Un faisceau d’éléments entre en ligne de compte : le mode d’acquisition des immeubles, leur mode de financement (le recours massif au crédit étend bien entendu un indice négatif), le nombre d’immeubles détenus, le fait que des transformations importantes ont été opérées avant de les mettre en location … , bref un faisceau d’indices qui, pris isolément, sont insuffisants à assurer avec certitude la qualification privée ou professionnelle d’un revenu, mais dont l’analyse globale peut faire pencher la balance de l’un ou l’autre côté.
Par ailleurs, le fait d’exercer à titre principal un métier lié à l’immobilier (entrepreneur, architecte, agent immobilier …) semble particulièrement focaliser l’attention de l’administration, ce qui est en soi très contestable : n’est-il pas normal de gérer intelligemment son patrimoine immobilier en investissant à titre privé dans ce que l’on connaît le mieux ?
En guise de conclusion, il n’est pas douteux que l’admiration fiscale dispose de nettement plus de possibilités de connaître la consistance de votre patrimoine immobilier de manière globale qu’elles ne l’avait auparavant, et qu’elle entend bien utiliser cette information pour analyser en profondeur l’activité immobilière et ses diverses modalités, dans le but avéré de taxer au titre de revenus professionnels, de manière notablement plus lourde qu’elle ne l’a fait historiquement, les revenus des multipropriétaires immobiliers.

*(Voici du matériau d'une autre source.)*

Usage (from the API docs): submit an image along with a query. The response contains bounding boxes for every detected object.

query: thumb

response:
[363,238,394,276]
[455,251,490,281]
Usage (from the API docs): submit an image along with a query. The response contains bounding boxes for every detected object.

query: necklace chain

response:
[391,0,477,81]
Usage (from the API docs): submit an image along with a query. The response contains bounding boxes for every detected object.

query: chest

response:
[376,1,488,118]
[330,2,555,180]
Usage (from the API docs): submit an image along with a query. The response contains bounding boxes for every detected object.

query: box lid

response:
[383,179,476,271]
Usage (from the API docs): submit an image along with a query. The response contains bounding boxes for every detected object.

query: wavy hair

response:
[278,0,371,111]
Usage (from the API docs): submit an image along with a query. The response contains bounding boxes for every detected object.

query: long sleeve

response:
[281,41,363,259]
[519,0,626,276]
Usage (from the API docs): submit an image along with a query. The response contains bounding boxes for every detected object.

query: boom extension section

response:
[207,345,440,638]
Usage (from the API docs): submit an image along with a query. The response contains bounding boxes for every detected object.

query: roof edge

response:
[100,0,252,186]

Toute activité immobilière soutenue devra être examinée à l’aune de cette nouvelle donne, les propriétaires devant par ailleurs être conscients du fait que l’administration fiscale a des droits certes, mais ne les a pas tous et qu’il est souvent possible de contester avec succès des prises de position très contestables de certains contrôleurs sur ce point.